Assembled with fluid psychology and skill by the first-time documentary filmmaker Ebs Burnough, the movie is built around a series of reel-to-reel audiotape recordings in which George Plimpton interviewed Capote’s “friends, enemies, acquaintances, and detractors” for his 1997 oral history of Capote. Burnough supplements the interviews, heard here for the first time, with his own on-camera talking heads and layers the whole thing with hundreds of never-before-seen photographs and home movies.
Are there revelations? One or two. There’s great footage of Capote wandering the desolate back roads of Kansas during the years he was there reporting “In Cold Blood.” But the essence of “The Capote Tapes” is a kind of immersion in Truman Capote — in who he was and the worlds he moved within.
Take, for instance, the Black and White Ball, the fabled masquerade ball that Capote threw at the Plaza Hotel on November 28, 1966. It’s an event that has been chronicled in great detail, yet watching “The Capote Tapes” you feel like you’re there. There’s Norman Mailer giving Capote a playful punch, there’s Frank and Mia looked spooked, there’s Principessa Luciana Pignatelli wearing a jewel so huge at the center of her forehead that she was shadowed all night by a pair of Pinkerton security detectives, there’s the swirl of New York’s power players looking slightly abashed in their Venetian masks. And here’s a telling anecdote about how Truman greeted each and every one of his 540 guests with the giddiness of a 12-year-old boy, jumping up and down and telling each one that they were the best thing ever.

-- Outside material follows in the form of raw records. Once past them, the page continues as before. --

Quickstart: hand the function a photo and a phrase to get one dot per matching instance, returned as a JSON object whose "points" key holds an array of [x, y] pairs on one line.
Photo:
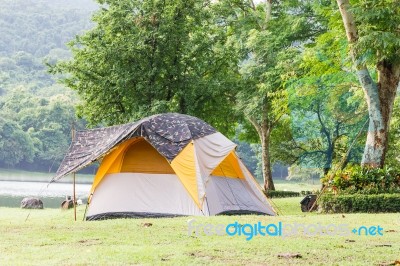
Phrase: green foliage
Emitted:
{"points": [[15, 145], [373, 203], [297, 172], [378, 29], [357, 179], [147, 57], [281, 194]]}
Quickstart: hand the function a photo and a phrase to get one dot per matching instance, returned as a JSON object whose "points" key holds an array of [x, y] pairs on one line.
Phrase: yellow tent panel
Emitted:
{"points": [[229, 167], [185, 168]]}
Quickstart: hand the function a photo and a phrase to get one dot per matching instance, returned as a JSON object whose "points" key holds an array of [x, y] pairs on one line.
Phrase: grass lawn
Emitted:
{"points": [[51, 237], [28, 176]]}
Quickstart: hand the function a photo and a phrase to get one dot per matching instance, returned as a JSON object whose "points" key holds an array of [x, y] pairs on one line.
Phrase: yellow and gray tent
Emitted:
{"points": [[164, 165]]}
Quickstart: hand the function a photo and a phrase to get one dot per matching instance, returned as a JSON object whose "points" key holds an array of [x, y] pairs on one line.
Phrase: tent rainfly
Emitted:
{"points": [[163, 165]]}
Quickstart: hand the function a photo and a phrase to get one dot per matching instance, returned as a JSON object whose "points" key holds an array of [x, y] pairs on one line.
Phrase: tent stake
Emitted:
{"points": [[74, 199], [73, 136]]}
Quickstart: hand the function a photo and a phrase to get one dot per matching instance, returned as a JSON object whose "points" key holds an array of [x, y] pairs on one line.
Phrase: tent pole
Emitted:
{"points": [[73, 136], [74, 199]]}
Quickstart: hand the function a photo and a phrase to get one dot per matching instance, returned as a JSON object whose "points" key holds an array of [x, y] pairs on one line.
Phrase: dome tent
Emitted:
{"points": [[164, 165]]}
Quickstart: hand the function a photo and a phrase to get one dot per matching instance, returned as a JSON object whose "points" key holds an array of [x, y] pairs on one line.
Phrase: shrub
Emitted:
{"points": [[359, 203], [357, 179], [281, 194]]}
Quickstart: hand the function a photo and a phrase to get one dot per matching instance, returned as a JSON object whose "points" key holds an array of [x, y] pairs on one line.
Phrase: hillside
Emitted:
{"points": [[35, 112]]}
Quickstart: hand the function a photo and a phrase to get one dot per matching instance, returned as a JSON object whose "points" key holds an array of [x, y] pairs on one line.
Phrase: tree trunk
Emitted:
{"points": [[379, 96], [388, 81], [264, 131], [266, 160]]}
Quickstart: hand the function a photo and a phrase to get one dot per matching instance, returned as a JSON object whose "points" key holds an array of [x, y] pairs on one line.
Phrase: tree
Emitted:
{"points": [[147, 57], [267, 35], [372, 33], [15, 144]]}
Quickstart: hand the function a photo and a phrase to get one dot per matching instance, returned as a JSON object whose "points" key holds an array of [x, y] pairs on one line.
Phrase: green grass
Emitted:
{"points": [[28, 176], [51, 237], [297, 186]]}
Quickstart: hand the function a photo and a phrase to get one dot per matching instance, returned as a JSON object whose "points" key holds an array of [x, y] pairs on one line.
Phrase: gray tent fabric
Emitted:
{"points": [[168, 133]]}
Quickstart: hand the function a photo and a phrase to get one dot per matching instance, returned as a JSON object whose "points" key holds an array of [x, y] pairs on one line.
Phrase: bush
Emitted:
{"points": [[359, 203], [281, 194], [357, 179]]}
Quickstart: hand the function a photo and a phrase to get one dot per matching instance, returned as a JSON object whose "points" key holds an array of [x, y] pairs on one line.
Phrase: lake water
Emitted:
{"points": [[12, 192]]}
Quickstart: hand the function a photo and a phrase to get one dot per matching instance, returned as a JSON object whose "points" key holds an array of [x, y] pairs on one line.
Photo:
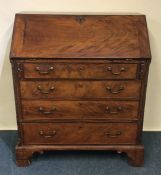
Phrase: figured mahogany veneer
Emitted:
{"points": [[79, 133], [48, 110], [80, 83], [80, 70], [80, 89]]}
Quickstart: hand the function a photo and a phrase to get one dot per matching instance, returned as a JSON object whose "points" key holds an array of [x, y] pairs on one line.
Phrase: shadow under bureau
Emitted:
{"points": [[80, 83]]}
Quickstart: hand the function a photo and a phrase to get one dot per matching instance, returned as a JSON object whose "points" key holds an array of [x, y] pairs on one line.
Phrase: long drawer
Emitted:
{"points": [[80, 70], [80, 89], [79, 133], [45, 109]]}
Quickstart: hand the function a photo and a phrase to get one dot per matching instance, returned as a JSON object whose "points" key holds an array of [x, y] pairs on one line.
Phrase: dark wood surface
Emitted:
{"points": [[80, 70], [80, 89], [72, 36], [80, 83], [112, 110]]}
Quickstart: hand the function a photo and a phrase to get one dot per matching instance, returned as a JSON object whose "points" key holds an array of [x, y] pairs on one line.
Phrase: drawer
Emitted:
{"points": [[80, 70], [41, 110], [80, 89], [79, 133]]}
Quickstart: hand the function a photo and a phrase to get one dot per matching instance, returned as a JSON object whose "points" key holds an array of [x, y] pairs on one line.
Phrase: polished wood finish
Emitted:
{"points": [[47, 110], [79, 133], [63, 36], [80, 89], [80, 70], [80, 83]]}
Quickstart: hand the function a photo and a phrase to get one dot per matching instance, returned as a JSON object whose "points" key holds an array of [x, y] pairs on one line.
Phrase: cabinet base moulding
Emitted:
{"points": [[135, 153]]}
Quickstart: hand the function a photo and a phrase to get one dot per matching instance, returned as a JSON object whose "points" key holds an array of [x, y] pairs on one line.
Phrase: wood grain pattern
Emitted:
{"points": [[80, 89], [79, 70], [40, 110], [80, 83], [80, 133], [64, 37]]}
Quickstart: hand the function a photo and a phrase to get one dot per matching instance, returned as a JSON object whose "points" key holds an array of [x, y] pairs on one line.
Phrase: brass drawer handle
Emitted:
{"points": [[108, 88], [41, 133], [51, 68], [109, 68], [41, 90], [42, 110], [113, 135], [118, 110]]}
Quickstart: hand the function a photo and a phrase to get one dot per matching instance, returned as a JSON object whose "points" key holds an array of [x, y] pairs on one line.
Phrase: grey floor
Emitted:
{"points": [[80, 163]]}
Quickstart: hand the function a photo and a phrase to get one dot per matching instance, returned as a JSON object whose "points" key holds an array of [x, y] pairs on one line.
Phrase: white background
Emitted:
{"points": [[151, 8]]}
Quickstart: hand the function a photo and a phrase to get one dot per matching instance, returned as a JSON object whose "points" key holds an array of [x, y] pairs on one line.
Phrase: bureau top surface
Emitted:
{"points": [[80, 36]]}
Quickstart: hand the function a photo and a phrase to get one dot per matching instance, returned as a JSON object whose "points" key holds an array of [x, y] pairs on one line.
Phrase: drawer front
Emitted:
{"points": [[80, 89], [41, 110], [80, 133], [78, 70]]}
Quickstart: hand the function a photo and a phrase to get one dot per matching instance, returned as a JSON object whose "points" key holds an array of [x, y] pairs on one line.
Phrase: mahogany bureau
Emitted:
{"points": [[80, 83]]}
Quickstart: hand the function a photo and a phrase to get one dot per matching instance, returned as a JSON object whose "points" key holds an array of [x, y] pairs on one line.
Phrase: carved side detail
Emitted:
{"points": [[19, 69], [142, 70]]}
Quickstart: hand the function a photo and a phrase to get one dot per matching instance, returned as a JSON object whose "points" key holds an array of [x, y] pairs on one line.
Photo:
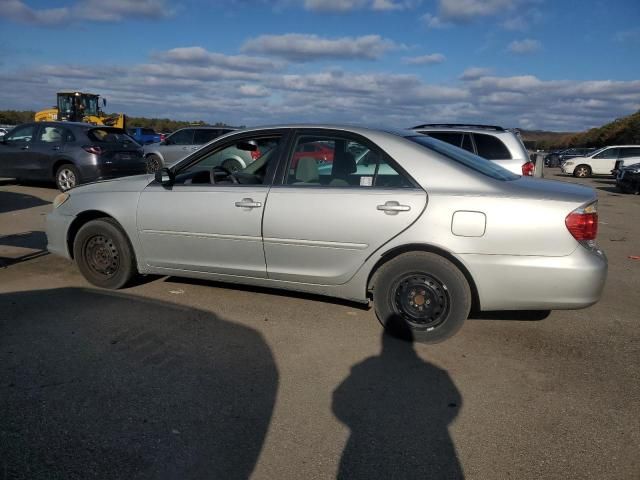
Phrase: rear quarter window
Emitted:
{"points": [[491, 148]]}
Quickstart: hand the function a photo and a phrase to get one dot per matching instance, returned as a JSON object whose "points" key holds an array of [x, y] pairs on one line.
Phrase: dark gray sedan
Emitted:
{"points": [[69, 153]]}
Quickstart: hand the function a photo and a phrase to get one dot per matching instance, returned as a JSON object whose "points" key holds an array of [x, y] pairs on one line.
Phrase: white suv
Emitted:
{"points": [[494, 143], [602, 161]]}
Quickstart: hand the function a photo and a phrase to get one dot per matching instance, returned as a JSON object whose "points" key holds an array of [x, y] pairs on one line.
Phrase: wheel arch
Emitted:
{"points": [[427, 248], [82, 219]]}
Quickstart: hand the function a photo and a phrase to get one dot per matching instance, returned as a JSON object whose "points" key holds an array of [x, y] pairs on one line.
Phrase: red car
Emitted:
{"points": [[320, 152]]}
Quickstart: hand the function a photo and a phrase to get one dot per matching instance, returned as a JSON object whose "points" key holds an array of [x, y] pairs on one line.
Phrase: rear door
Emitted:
{"points": [[323, 221], [16, 151], [604, 162]]}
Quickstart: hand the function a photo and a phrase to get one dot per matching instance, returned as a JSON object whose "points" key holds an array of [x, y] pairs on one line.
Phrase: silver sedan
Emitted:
{"points": [[424, 229]]}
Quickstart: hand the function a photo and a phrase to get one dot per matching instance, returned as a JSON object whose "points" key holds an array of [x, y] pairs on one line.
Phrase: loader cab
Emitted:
{"points": [[74, 106]]}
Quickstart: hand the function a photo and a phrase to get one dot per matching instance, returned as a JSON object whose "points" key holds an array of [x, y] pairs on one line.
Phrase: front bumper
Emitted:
{"points": [[57, 229], [511, 282]]}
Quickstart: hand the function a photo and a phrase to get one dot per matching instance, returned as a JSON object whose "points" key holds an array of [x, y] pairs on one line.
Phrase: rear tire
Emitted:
{"points": [[582, 171], [67, 177], [421, 296], [103, 254]]}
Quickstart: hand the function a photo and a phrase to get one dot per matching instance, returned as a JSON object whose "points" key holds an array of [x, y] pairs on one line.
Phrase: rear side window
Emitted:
{"points": [[469, 160], [205, 136], [630, 152], [109, 135], [454, 138], [491, 148]]}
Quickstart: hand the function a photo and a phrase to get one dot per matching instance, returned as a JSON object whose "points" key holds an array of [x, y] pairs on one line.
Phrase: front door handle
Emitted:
{"points": [[392, 207], [248, 203]]}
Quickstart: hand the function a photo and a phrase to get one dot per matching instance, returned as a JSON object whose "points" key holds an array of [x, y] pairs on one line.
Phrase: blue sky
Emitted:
{"points": [[557, 65]]}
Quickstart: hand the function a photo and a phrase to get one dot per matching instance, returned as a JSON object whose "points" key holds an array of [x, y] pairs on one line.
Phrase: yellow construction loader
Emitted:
{"points": [[80, 107]]}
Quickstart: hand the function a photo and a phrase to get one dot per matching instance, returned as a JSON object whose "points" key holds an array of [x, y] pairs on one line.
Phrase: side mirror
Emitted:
{"points": [[249, 146], [165, 177]]}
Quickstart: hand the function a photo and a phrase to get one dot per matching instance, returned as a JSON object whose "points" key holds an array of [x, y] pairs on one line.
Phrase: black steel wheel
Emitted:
{"points": [[421, 296], [103, 254]]}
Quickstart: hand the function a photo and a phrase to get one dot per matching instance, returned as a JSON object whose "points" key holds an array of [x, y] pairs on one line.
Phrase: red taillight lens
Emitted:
{"points": [[582, 223], [528, 168], [93, 149]]}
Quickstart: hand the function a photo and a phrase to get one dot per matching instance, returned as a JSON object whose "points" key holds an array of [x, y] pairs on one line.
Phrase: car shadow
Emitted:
{"points": [[268, 291], [101, 385], [514, 315], [35, 240], [398, 408], [12, 201]]}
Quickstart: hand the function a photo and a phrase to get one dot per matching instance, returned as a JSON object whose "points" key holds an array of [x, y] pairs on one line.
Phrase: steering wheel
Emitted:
{"points": [[220, 172]]}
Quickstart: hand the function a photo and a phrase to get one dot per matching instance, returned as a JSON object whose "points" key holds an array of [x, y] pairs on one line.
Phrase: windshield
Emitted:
{"points": [[465, 158], [596, 152]]}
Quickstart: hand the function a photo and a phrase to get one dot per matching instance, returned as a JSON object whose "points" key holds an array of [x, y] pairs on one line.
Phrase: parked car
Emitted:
{"points": [[180, 144], [627, 177], [602, 161], [554, 159], [494, 143], [491, 239], [69, 153], [145, 135]]}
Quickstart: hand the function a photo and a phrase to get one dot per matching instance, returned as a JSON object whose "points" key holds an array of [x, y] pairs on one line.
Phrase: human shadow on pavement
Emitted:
{"points": [[12, 201], [398, 408], [101, 385], [35, 240]]}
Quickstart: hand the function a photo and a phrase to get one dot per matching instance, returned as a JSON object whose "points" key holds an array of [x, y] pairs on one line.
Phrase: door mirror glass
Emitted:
{"points": [[165, 177]]}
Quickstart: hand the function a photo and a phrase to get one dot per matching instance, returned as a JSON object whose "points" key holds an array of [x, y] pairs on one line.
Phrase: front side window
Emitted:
{"points": [[181, 137], [335, 161], [609, 153], [21, 134], [490, 147], [249, 161], [51, 134]]}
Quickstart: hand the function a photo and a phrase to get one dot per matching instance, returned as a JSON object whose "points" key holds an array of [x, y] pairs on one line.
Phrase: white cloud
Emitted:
{"points": [[85, 10], [202, 57], [528, 45], [430, 59], [298, 47]]}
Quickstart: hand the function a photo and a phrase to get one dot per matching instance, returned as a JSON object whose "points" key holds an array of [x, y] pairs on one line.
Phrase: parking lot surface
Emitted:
{"points": [[175, 378]]}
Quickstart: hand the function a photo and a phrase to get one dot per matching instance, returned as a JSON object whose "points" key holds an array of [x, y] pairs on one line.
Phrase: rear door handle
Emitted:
{"points": [[392, 207], [248, 203]]}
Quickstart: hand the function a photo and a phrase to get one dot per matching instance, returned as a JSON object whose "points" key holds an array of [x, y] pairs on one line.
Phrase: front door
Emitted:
{"points": [[209, 221], [325, 220]]}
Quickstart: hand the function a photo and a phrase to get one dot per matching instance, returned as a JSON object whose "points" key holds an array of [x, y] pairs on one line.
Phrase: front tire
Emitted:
{"points": [[582, 171], [421, 296], [103, 254], [67, 177]]}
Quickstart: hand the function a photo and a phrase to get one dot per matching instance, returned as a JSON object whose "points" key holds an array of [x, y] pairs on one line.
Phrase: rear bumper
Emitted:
{"points": [[509, 282], [57, 228]]}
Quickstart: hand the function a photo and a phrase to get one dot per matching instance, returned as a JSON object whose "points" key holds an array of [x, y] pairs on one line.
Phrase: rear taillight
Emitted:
{"points": [[528, 168], [582, 223], [93, 149]]}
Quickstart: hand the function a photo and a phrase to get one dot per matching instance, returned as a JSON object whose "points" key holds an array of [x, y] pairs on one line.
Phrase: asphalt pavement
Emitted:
{"points": [[184, 379]]}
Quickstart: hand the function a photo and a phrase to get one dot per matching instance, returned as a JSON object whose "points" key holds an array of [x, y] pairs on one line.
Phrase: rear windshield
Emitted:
{"points": [[110, 135], [467, 159]]}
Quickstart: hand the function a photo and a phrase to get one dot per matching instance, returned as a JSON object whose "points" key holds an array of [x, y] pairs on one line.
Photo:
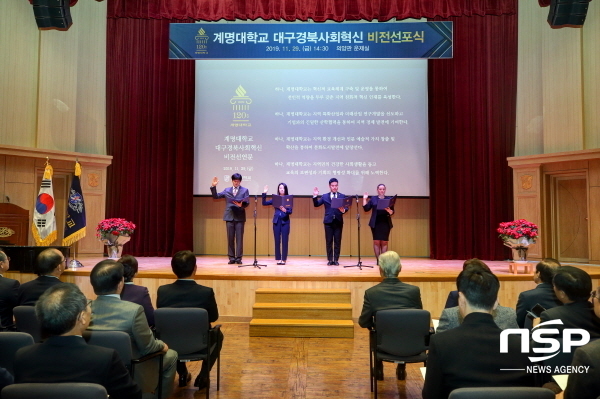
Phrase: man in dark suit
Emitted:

He was really telling that to himself. “The Capote Tapes” captures the Truman Capote who embedded himself with the wealthy, the elite, and the bevy of aristocratic women he called his “swans,” mostly because without them he felt like he didn’t exist. His genius for branding was evident from the photograph he insisted on for the back jacket of “Other Voices, Other Rooms”: Truman, sprawled on a couch, a boyish blond sprite lost in his insinuating beauty. That shot became so iconic that one of the swans describes how when you walked down a New York street with the young Truman, everyone stared at him. And that was before he began to turn into the even more famous bloated talk-show version of himself. His tumble into that abyss actually began before it became visible, with the suicide of his alcoholic social-climbing mother. He never recovered from the lack of acceptance she had shown him.
The people on the tapes include Mailer, who tells a terrific story about drinking with Truman in an old Irish bar and realizing what adrenaline (and courage) Capote must have lived with at every moment, and a friend who says that Capote swore by the motto, “Don’t ever let the truth get in the way of a good story.” The film’s highly compelling interview subjects include Dick Cavett, André Leon Talley, and Capote’s close friend Dotson Rader, who does a peerless impersonation of Capote and says, with authoritative conviction, that Truman never believed anyone loved him. But then, it was almost as if he’d designed it that way: His baby-genius-on-acid persona was so entertaining that he knew, at every moment, that people were reacting to a performance. The Truman they might have loved was kept hidden away.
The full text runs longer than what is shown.